En son Lapta’daki basın önünde diyalogları kimse unutmuş olamaz… TC Dışişleri Bakanı Mevlüt Çavuşoğlu; ‘Bazı hükümetler olumsuz tutum sergiledi ama bu sorunun artık bundan sonra yaşanmayacağını görüyoruz’ demiş, İçişleri Bakanı Ziya Öztürkler de; ‘Emriniz olur efendim’ anlamına gelen cevap vermişti. Yaşadığımız en son süreç; Mevlüt Çavuşoğlu’nun talimatlarının yerine getirildiğini göstermektedir. Bu nedenle bu verilen vatandaşlıkların uluslararası hukuk çerçevesinde de verilmediğinin herkes farkında.

“YKP, egemenliğin Türkiye Cumhuriyeti’ne devredilmesine, vilayetleştirilmeye, Hataylaştırılmaya karşı mücadeleyi sürdürecek”

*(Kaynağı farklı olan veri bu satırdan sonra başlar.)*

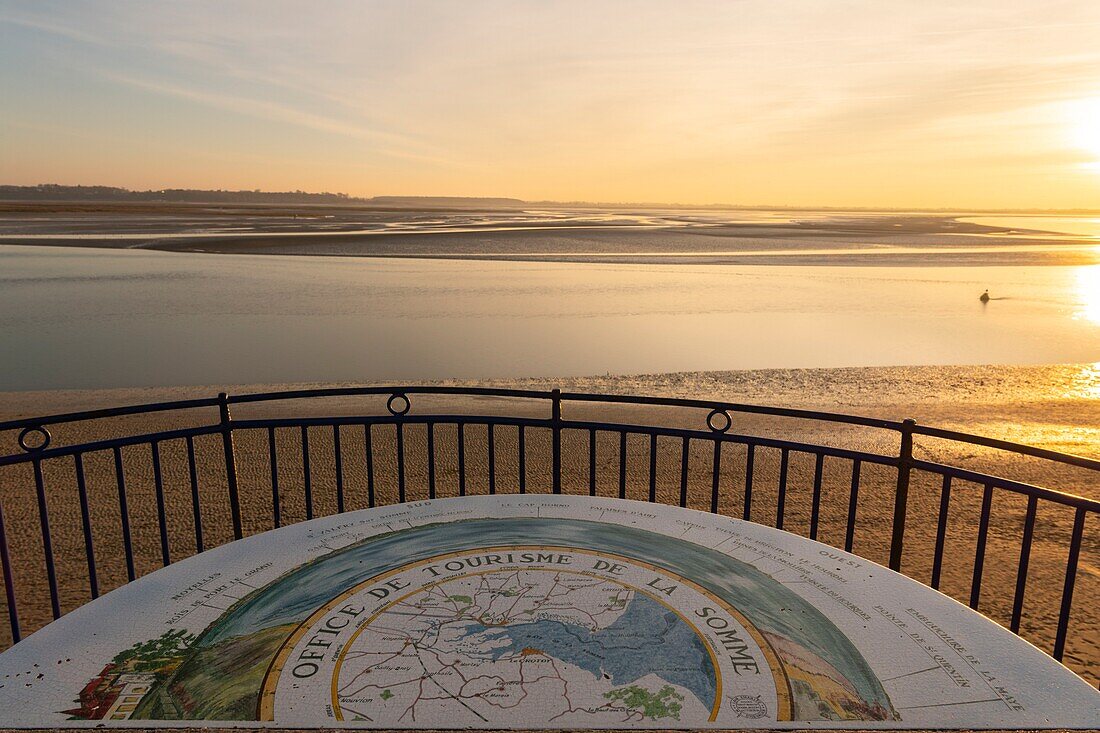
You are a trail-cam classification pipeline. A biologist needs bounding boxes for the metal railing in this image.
[0,386,1100,682]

Böylesi koşullar altında YKP, hem uluslararası alanda hem de bu coğrafyada demografik yapının değiştirilmesi, seçme seçime hakkının ihlal edilmesi karşı mücadele vermeye devam edecek… YKP, alt yönetimi olunan devletin vatandaşlarına buranın da vatandaşlığının verilerek egemenliğin daha da Türkiye Cumhuriyeti’ne devredilmesine, vilayetleştirilmeye, Hataylaştırılmaya karşı mücadeleyi sürdürmede kararlıdır.”